Any advice on what to tweak is greatly appreciated.

best-laptop-39921

09/07/2023, 2:00 AM

Hello, I've recently upgraded DataHub from version 0.10.2 to 0.10.5. However, I've encountered an issue when attempting advanced queries in the web UI, such as (

\q fieldPaths: column_name

), as it doesn't work. Only

\q name:

works. Any advice would be greatly appreciated.

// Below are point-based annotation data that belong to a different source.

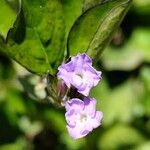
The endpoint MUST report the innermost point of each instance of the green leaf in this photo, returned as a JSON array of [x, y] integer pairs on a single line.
[[92, 31], [71, 10], [90, 3], [7, 17], [132, 54], [37, 39], [120, 136]]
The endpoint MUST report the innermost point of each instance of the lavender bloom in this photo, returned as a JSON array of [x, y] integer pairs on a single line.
[[82, 117], [79, 73]]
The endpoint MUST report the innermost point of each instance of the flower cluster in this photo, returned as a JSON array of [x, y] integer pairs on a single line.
[[80, 77]]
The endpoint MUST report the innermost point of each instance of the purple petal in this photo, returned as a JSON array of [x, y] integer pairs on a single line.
[[97, 119], [90, 106], [75, 104]]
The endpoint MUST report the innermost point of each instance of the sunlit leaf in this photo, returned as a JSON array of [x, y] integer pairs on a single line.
[[36, 40], [90, 3], [93, 29], [120, 136], [7, 17]]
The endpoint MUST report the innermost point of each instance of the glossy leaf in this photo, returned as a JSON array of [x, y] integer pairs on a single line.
[[92, 31], [120, 135], [37, 39], [7, 20], [90, 3], [132, 54], [71, 10]]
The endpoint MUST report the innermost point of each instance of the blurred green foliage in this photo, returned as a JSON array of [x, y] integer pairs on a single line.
[[123, 94]]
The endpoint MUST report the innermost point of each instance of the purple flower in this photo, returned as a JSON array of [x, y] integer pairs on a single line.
[[79, 73], [82, 117]]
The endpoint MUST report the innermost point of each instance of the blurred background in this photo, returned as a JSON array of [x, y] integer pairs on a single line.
[[123, 95]]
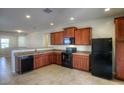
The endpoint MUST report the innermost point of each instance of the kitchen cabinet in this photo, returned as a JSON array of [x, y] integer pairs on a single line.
[[38, 60], [24, 64], [57, 38], [119, 53], [83, 36], [69, 32], [119, 26], [47, 59], [57, 58], [120, 60], [81, 62]]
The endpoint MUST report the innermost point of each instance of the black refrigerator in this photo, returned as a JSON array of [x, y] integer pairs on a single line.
[[101, 58]]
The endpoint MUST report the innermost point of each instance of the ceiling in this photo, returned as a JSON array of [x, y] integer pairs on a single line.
[[12, 19]]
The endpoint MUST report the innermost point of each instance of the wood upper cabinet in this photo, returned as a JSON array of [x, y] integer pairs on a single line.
[[83, 36], [57, 38], [81, 62], [119, 26], [69, 32]]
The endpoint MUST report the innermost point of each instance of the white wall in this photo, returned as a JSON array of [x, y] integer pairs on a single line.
[[16, 40], [22, 41]]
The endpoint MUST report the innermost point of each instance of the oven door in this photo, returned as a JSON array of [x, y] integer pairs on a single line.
[[67, 60]]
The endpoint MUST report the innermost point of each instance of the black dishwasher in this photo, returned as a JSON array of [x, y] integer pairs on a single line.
[[26, 64]]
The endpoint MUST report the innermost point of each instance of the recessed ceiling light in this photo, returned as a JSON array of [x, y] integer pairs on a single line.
[[51, 24], [28, 16], [19, 31], [71, 18], [107, 9]]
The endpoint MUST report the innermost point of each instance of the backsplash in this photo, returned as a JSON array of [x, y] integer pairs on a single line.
[[79, 47]]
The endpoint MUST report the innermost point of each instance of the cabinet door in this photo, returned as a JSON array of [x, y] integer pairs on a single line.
[[69, 32], [81, 62], [59, 38], [58, 58], [119, 23], [120, 60], [52, 39], [83, 36]]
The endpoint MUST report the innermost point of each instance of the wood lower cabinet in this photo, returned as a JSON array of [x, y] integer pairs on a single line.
[[83, 36], [38, 60], [57, 58], [42, 60], [69, 32], [81, 62], [47, 59]]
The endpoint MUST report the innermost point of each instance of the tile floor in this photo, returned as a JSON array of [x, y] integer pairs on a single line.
[[50, 75]]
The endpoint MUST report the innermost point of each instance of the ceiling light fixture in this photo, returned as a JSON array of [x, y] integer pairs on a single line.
[[107, 9], [71, 18], [28, 16], [19, 31], [51, 24]]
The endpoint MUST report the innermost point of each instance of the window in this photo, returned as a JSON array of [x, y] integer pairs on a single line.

Thank you. :) (I used helm chart. --> any settings for advanced query...?)

quiet-arm-91745

09/07/2023, 8:09 AM

is datahub helm chart expose annotation block? as i want to add this annotation to be able use GCS FUSE CSI

Copy code

metadata:
  annotations:
    gke-gcsfuse/volumes: "true"

otherwise i can't mount gcs bucket as volume thanks in advance

bitter-florist-92385

09/07/2023, 8:31 AM

Hey there, i am currently trying to install the python sdk. I installed the datahub package via pip. But when i try to import modules like :

Copy code

from datahub import DataHubClient, MetadataChangeEvent

i get an Import Error. Is the package not complete, or am i missing something else ?

mysterious-advantage-78411

09/07/2023, 9:34 AM

Hi Guys, is there a way to increase s3 timeout in ingestion to avoid this error: botocore.exceptions.ReadTimeoutError: Read timeout on endpoint URL: .....? some backet can not be investigated due to this error.